"You did not put it down to her seeing the mill?"

"No, my lady; I took it she was upset and tired, at her age. I've seen the like before. Not my mother, but old Mrs. Dunage at the Rectory. 'Twas when the news came her mother was killed on the railway. She went quite unconscious, and I helped to nurse her round. She was gone of seventy-seven at the time."

"That was a shock, then?" Gwen felt, although Widow Thrale did not seem to have connected the two things together, that the mill had been the agency that upset Mrs. Prichard.

But she had underestimated the strength of the fortress again. Mrs. Thrale took it as a discrimination between the two cases. "Yes, my lady," said she quietly. "That was a shock. But so you might say, this was a shock, too. By reason of an idea, got on the mind. Dr. Nash said, next day, certainly!"

"Very likely," said Gwen. "But what came next?"

"Well, now—how was it?
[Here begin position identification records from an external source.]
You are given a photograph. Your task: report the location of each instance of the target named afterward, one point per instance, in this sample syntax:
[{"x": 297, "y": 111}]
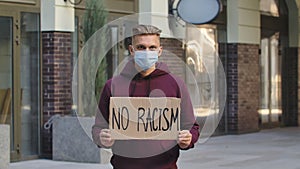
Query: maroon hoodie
[{"x": 145, "y": 154}]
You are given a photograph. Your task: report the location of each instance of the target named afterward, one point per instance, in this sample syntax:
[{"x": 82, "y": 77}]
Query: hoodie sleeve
[
  {"x": 188, "y": 120},
  {"x": 102, "y": 114}
]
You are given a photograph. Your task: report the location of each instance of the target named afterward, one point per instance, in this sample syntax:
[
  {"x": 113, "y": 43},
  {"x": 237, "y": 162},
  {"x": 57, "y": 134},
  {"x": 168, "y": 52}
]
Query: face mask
[{"x": 145, "y": 59}]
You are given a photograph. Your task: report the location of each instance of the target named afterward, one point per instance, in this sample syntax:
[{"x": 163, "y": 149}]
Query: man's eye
[
  {"x": 140, "y": 47},
  {"x": 153, "y": 48}
]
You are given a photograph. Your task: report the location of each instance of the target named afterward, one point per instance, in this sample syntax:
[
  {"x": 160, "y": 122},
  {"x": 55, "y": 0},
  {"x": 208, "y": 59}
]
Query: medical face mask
[{"x": 145, "y": 59}]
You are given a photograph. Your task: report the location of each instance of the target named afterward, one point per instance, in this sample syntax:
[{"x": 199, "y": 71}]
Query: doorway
[{"x": 20, "y": 81}]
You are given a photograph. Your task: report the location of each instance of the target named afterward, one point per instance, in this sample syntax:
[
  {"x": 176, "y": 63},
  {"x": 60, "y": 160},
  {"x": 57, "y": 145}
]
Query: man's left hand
[{"x": 184, "y": 139}]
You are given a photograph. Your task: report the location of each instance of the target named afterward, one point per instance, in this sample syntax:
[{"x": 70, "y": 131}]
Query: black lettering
[
  {"x": 166, "y": 118},
  {"x": 115, "y": 118},
  {"x": 127, "y": 122},
  {"x": 159, "y": 120},
  {"x": 174, "y": 118},
  {"x": 153, "y": 118},
  {"x": 140, "y": 117},
  {"x": 149, "y": 119}
]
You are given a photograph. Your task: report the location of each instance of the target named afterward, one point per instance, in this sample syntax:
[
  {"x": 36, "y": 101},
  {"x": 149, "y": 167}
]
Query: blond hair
[{"x": 145, "y": 30}]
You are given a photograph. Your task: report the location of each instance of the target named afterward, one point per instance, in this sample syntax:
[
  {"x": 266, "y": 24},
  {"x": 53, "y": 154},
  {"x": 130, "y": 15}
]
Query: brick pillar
[
  {"x": 289, "y": 82},
  {"x": 243, "y": 87},
  {"x": 57, "y": 79}
]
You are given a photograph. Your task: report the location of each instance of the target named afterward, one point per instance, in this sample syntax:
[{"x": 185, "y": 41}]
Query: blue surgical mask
[{"x": 145, "y": 59}]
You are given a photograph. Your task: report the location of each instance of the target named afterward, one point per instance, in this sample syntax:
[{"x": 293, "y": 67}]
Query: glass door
[
  {"x": 270, "y": 100},
  {"x": 30, "y": 84},
  {"x": 8, "y": 94},
  {"x": 20, "y": 81}
]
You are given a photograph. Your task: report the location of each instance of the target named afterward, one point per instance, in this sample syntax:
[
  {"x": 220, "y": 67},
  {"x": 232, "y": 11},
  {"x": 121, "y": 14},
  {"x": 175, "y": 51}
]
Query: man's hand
[
  {"x": 105, "y": 138},
  {"x": 184, "y": 139}
]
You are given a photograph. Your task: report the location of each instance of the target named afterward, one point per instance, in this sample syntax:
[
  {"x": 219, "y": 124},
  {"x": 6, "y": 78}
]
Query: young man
[{"x": 146, "y": 77}]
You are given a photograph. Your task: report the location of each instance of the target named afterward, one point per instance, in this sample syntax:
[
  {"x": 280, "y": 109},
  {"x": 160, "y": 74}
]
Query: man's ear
[
  {"x": 130, "y": 48},
  {"x": 160, "y": 51}
]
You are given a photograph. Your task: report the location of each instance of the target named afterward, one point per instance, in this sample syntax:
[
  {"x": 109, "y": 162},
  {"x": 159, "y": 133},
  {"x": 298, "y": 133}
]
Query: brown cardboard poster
[{"x": 156, "y": 118}]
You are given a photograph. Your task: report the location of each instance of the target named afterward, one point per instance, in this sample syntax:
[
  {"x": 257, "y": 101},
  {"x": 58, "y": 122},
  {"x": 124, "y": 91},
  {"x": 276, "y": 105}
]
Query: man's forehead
[{"x": 146, "y": 38}]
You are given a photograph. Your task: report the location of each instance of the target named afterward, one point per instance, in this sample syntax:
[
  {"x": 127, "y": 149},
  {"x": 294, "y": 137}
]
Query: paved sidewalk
[{"x": 274, "y": 148}]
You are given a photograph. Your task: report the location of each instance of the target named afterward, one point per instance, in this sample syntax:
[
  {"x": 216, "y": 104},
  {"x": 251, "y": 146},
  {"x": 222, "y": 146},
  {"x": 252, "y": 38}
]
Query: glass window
[
  {"x": 270, "y": 99},
  {"x": 269, "y": 7},
  {"x": 30, "y": 83},
  {"x": 6, "y": 55},
  {"x": 201, "y": 60}
]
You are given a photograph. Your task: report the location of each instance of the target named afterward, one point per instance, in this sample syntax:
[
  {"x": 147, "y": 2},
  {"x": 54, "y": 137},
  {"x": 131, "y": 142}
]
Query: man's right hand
[{"x": 105, "y": 138}]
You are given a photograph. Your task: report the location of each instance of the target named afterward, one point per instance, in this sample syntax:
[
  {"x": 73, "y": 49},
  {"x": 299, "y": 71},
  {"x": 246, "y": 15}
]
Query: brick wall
[
  {"x": 232, "y": 88},
  {"x": 57, "y": 79},
  {"x": 243, "y": 88}
]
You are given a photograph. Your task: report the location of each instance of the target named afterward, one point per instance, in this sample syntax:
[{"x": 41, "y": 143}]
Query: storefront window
[
  {"x": 30, "y": 83},
  {"x": 201, "y": 60},
  {"x": 269, "y": 7},
  {"x": 270, "y": 103},
  {"x": 6, "y": 56}
]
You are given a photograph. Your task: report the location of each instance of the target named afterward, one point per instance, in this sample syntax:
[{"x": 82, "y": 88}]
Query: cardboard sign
[{"x": 155, "y": 118}]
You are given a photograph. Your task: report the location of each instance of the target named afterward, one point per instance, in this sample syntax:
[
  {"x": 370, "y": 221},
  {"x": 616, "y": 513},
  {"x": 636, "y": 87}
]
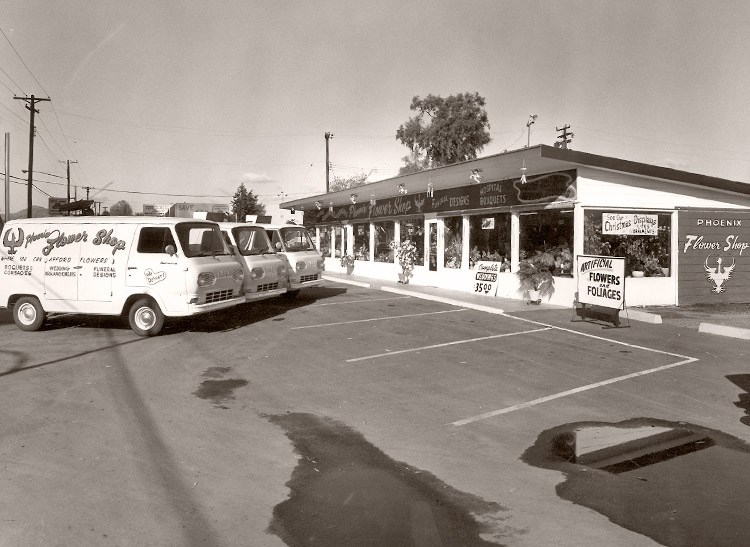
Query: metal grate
[
  {"x": 268, "y": 287},
  {"x": 218, "y": 296}
]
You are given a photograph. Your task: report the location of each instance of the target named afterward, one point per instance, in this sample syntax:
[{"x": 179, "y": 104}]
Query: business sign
[
  {"x": 54, "y": 206},
  {"x": 155, "y": 210},
  {"x": 601, "y": 281},
  {"x": 713, "y": 256},
  {"x": 485, "y": 278},
  {"x": 541, "y": 189},
  {"x": 629, "y": 224}
]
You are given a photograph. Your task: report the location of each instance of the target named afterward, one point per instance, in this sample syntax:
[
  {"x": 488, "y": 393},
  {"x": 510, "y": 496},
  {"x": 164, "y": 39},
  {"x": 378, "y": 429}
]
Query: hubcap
[
  {"x": 145, "y": 318},
  {"x": 27, "y": 314}
]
I was seeing her to bed, unconscious like, and she says to me, on the sudden:—'Whose mill was it?' And then, of course, I say grandfather's. For indeed, my lady, that is so! Mother has had this model all her life, from when grandfather died, and it could be no one else's mill." The irresistible amusement at the absurdity that spread over Ruth's face, and the undercurrent of laughter in her voice, were secret miseries to Gwen, so explicit were they in their tale of the unconsciousness that allowed them. She was relieved when the speaker's voice went back to its tone of serious concern. "And there, now—if the dear old soul didn't say to me, 'How came this mill to be your grandfather's mill?'!"

"And after that?"

"Oh—then I saw plain! But I thought—best say nothing! So I got her off to bed, and she went nicely to sleep, and no more trouble. But next morning early there she was out of bed, hunting for the mill, and feeling round it on the mantelshelf."

"And you still thought it was a delusion?" Gwen said this believing that it must excite suspicion of her object. But again unconsciousness, perfectly placid and immovable, had the best of it, where scepticism would have been alert in its defence.

"Well, I did hope next day, talking it over with Dr. Nash, that it was just some confusion of hers with another's mill, a bit like ours; and at her age, no wonder! Because of what she said herself."